Опыт / Александр Ярошенко / Колумнисты

Жизнь учит крепко. Всегда боюсь людей, которые находят меня через социальные сети с воплями: «Вы наша последняя надежда»…

Жизнь учит крепко. Всегда боюсь людей, которые находят меня через социальные сети с воплями: «Вы наша последняя надежда»… Обычно обрываю этот пафос: говорю, что такие векселя мне давать не надо. Журналистика сегодня не та, что была в советские времена. И журналистов много. Разных.

Цинизм бытия заметно густеет. В декабре написала мне одна женщина… Споткнулся о фразу «про последнюю надежду», но ответил. Жалостливый текст был в ее послании о больном муже.

В одно из минувших воскресений поехал по указанному адресу: женщина сумела меня убедить, что, «пока я не увижу ее мужа, я ничего не пойму».

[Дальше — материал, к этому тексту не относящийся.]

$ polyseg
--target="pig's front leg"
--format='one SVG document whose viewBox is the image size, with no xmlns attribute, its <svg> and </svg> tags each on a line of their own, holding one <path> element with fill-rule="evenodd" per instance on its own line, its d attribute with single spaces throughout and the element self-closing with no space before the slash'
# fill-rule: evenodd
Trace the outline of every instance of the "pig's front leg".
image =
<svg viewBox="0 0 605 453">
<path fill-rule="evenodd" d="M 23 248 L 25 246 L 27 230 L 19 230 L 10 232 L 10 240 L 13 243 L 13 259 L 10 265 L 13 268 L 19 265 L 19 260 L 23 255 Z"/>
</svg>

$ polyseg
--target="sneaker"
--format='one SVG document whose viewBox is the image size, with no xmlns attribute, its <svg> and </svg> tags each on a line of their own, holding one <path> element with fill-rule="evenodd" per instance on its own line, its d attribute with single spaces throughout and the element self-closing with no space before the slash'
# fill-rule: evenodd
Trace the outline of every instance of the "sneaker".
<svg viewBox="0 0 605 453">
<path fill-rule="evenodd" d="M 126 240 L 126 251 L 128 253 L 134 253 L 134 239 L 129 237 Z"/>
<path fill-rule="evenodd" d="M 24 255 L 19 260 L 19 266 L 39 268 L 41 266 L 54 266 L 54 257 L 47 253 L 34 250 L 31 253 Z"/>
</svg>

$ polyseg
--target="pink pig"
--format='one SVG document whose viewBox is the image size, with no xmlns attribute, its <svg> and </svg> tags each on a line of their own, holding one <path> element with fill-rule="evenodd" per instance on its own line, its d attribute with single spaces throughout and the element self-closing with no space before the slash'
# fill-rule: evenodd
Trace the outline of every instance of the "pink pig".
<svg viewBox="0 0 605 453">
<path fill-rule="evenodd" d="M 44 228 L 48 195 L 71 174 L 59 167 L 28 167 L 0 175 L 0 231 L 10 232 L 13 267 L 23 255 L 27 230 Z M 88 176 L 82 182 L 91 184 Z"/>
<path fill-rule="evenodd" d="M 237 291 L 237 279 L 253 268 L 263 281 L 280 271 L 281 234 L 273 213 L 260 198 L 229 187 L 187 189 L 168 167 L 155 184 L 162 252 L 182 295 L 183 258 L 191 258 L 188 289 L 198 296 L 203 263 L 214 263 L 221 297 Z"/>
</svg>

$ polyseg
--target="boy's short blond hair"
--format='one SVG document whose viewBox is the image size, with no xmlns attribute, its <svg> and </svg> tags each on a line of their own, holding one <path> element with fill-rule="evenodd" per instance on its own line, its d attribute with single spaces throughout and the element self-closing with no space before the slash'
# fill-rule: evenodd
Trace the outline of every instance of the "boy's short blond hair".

Тезисно: бездетная семейная пара, лет шестидесяти. С мужем три года назад случился тяжелый инсульт. 14 дней комы. Врачи вытащили его с того света. Сегодня он ходит с палочкой по квартире, сам себя обслуживает. Но не говорит.

Два часа она мне рассказывала про наше плохое здравоохранение, про жуткую государственную машину. Ни одного доброго слова не было сказано про врачей, ни единого светлого имени доктора моя визави не назвала. Все плохие. Но кто-то же ее мужа вывел из комы, кто-то же вытащил его с того света, кто-то же назначал и проводил адекватную терапию!

Это все списывалось на божье чудо, кивалось на Библию и прочее «царство неземное».

– Александр, вы же верующий человек? Я читала, что вы в Израиль ездили, – несколько раз вопрошала моя собеседница.

Отвечал, что речь сейчас не обо мне и, тем более, не о моей вере.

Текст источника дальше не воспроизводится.